A Microscopic Traffic Model to Investigate the Effect of Connected Autonomous Vehicles at Bottlenecks and the Impact of Cyberattacks

Bottlenecks reduce both traffic safety and efficiency, resulting in congestion and collisions. The introduction of connected autonomous vehicles (CAVs) has had a significant impact on road networks and can improve traffic efficiency at bottlenecks. This paper proposes a microscopic traffic model to investigate CAV behavior at bottlenecks and examine the effect of cyberattacks. The model is developed using data collected from a roadside sensor node. It is implemented in MATLAB using the Euler scheme to simulate a platoon of vehicles on a circular road of length 1 km.
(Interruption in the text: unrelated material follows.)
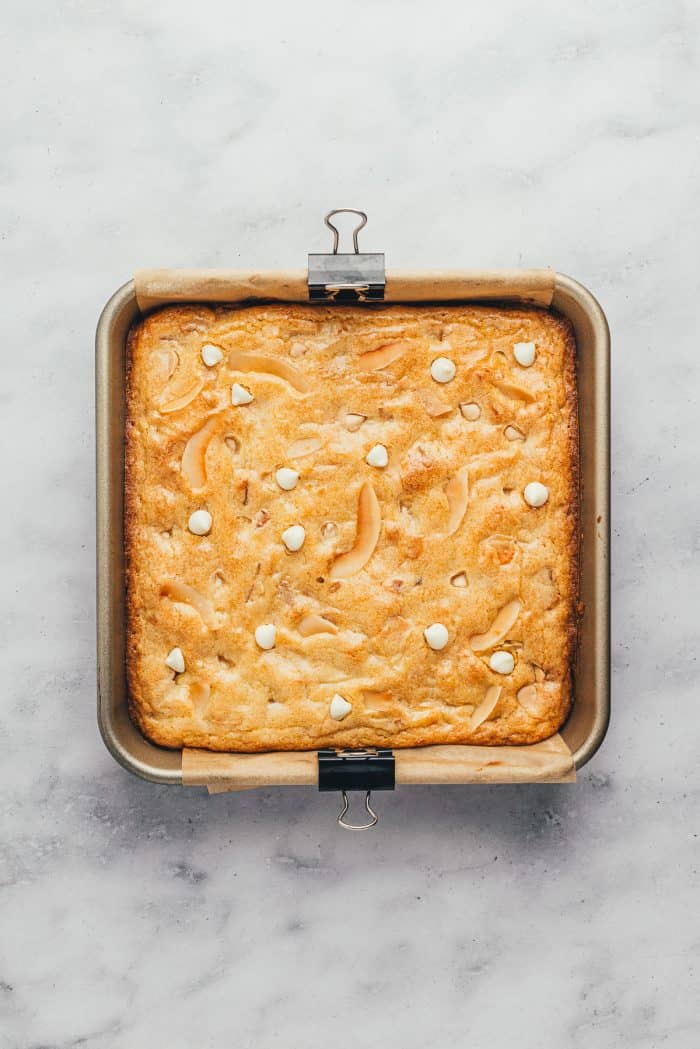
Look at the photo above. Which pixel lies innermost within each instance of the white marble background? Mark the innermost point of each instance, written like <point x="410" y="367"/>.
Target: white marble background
<point x="218" y="133"/>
The performance is compared with the intelligent driver (ID) model. The results obtained indicate that the road capacity with the proposed model is 1.4 times higher than with the ID model. Further, the proposed model results in nearly constant speeds with small variations, which is realistic. Conversely, the ID model produces large speed variations that are unrealistic. In addition, the proposed model results in less acceleration and deceleration, which leads to lower vehicle emissions and pollution. The efficiency is better than with the ID model due to CAV communication and coordination, so queues dissipate faster. The traffic flow with the proposed model increases as the density decreases, which is consistent with traffic dynamics. It is also shown that the proposed model can characterize CAV behavior under cyberattacks that cause disruptions in the data. Thus, it can be employed for traffic control and forecasting when bottleneck conditions exist and there is malicious behavior.